Именно поэтому в ней оказались возможными такие «неуместные артефакты», как Алексей Константинович Толстой, явно выходящий за рамки привычного деления на прошлое, настоящее и будущее. Ведь он идентифицировал себя… с европейским рыцарством: «У меня забилось и запрыгало сердце в рыцарском мире, и я знаю, что прежде к нему принадлежал» (из письма к Софье Бахметевой-Миллер от 4 сентября 1856 года о впечатлениях от посещения замка Вартбург в Тюрингии). За четверть века до этого, после поездки по Европе: «Из Венеции мы поехали в Милан, Флоренцию, Рим и Неаполь, и в каждом из городов рос во мне мой энтузиазм и любовь к искусству, так что по возвращении в Россию я впал в настоящую тоску по родине, в какое-то отчаяние, вследствие которого я днём ничего не хотел есть, а по ночам рыдал, когда сны меня уносили в мой потерянный рай…»

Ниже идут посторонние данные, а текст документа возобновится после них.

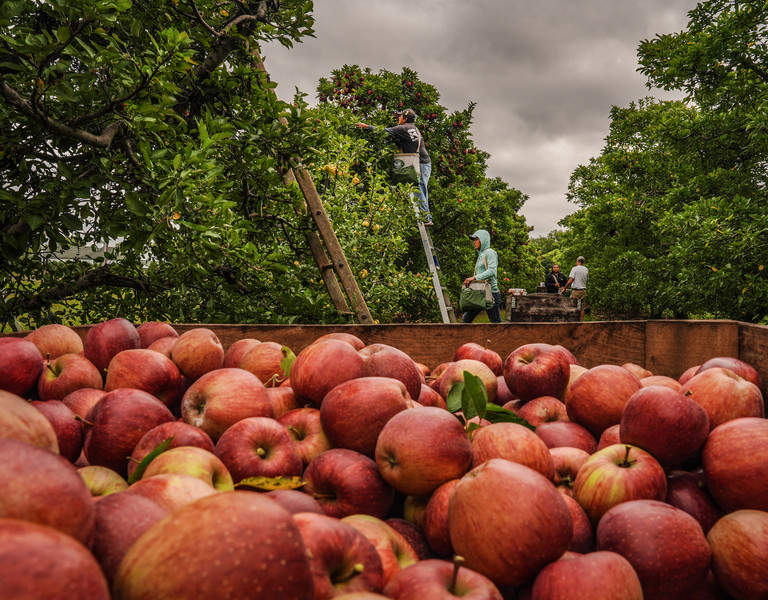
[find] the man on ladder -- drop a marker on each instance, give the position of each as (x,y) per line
(409,141)
(411,144)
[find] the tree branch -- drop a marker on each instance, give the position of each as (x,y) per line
(103,140)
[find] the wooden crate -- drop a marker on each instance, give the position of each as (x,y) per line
(538,308)
(663,347)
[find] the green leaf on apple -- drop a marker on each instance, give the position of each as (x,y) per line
(287,363)
(272,483)
(157,451)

Но какое отношение мог иметь Алексей Константинович Толстой к романтизму: хоть «позднему», хоть «раннему», хоть какому угодно еще, — объективно, в качестве художника? Особенно — если понимать «художественный метод», романтизм — в том числе, как самый общий способ эстетического отражения действительности, задающий соотношения, опосредованные в философии фундаментальными категориями
Всеобщего, Особенного и Единичного, а также Части и Целого, Причины и Следствия). Видимая доступность этих категорий обманчива как видимая доступность горных вершин: без соответствующей подотовки и оснащения неизбежен провал, срыв в метафизические бездны.Так, например, известное определение Ф.Энгельсом литературного реализма: «типические характеры в типических обстоятельствах», — нельзя корректно и вообще адекватно использовать в практическом литературоведении без правильного понимания «типического» как Всеобщего в Единичном. «Всё это — больше, нежели портрет или зеркало действительности, но более похоже на действительность, нежели действительность походит сама на себя, ибо всё это — художественная действительность, замыкающая в себе все частные явления», — так объяснял В.Г.Белинский реализм Н.В.Гоголя.